Samantha Laurie samples the menu at Surbiton's award winning restaurant
The first thing you need to know about The French Table is that it has a serious reputation. Three years ago this quiet, unassuming little eatery on a leafy suburban street picked up the Good Food Guide’s award for the best restaurant in London despite being in Surbiton, several train stops off the culinary main flame. As word travelled, so too have its customers: at weekends it’s booked two months in advance, even lunchtimes can be hard to find a table.
For the past twelve years French chef Eric Guignard and his English wife, Sarah, have been serving high-end French/Mediterranean dishes to widespread acclaim. Yet once inside there’s not a flicker of pretentiousness. The staff is friendly and relaxed; the handmade bread from the restaurant-owned bakery next door is served directly to the table (no side plates). At the end of the meal chef Eric is at the table telling us about the old fridge he converted into a smoker in the back yard: wood pigeon, salmon, haddock, lentils have all been through his contraption and made it onto the a la carte.
It’s a casual charm that belies a seriously grown-up approach to food. We are here to try the tasting menu – five courses paired with French wines, chosen by Sarah.
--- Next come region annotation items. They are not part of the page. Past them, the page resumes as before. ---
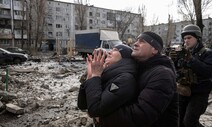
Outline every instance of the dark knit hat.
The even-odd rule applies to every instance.
[[[114,48],[119,50],[122,58],[131,58],[131,53],[132,53],[131,47],[124,44],[120,44],[120,45],[116,45]]]
[[[163,40],[162,38],[151,31],[147,31],[147,32],[143,32],[141,33],[137,39],[144,39],[146,42],[148,42],[152,47],[154,47],[155,49],[157,49],[159,52],[162,51],[163,49]]]

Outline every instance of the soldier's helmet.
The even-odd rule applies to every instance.
[[[183,38],[185,35],[189,35],[189,34],[195,36],[196,38],[202,37],[202,32],[201,32],[199,26],[194,25],[194,24],[189,24],[189,25],[185,26],[181,33],[181,37]]]

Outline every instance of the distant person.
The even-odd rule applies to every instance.
[[[162,49],[163,41],[154,32],[143,32],[137,37],[132,52],[139,64],[136,100],[102,117],[102,127],[179,126],[175,67],[167,56],[161,54]],[[111,106],[115,104],[110,103]]]
[[[185,26],[181,36],[187,50],[183,65],[192,70],[189,78],[193,80],[191,84],[185,84],[189,86],[190,94],[182,94],[179,98],[180,127],[204,127],[199,118],[207,109],[212,89],[212,51],[203,46],[202,33],[197,25]]]
[[[129,46],[121,44],[109,51],[106,59],[101,51],[87,57],[87,80],[80,86],[78,107],[97,117],[96,126],[104,127],[101,118],[135,99],[137,69],[131,53]]]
At £75 a head (or £45 without the wines) expectations are high and the first dish doesn’t disappoint: Cornish crab with coriander and mint served with savoury pannacotta on a sesame wafer. It’s a superb and skillful blend of tastes which leads into a menu that twists and turns with surprises: foie gras crème brulee is followed by a fabulous monkfish wrapped in potato with home-smoked lentils. Sirloin beef with wild garlic leaves is served with a deep-red wine from French Malbec country, Cahors, that Sarah chose this morning at 10am ‘when my tastebuds are at their best.’
But it is the sharing plate of desserts that creates the biggest stir: an exquisite vanilla crème brulee with earl grey ice cream, a gingerbread and butter pudding with prune compote and a chocolate fondant with cherry sorbet are paired with a rich Coteaux du Layon dessert wine.
A keenly-price lunch menu (£23.50 for 3 courses) and a new farmers’ market breakfast (£15 every third Saturday of the month) mean Eric’s culinary charms can also be experienced on a tighter budget. It cannot be long before such a restaurant reaches the eyes of the Michelin inspectors. Get a table whilst you can.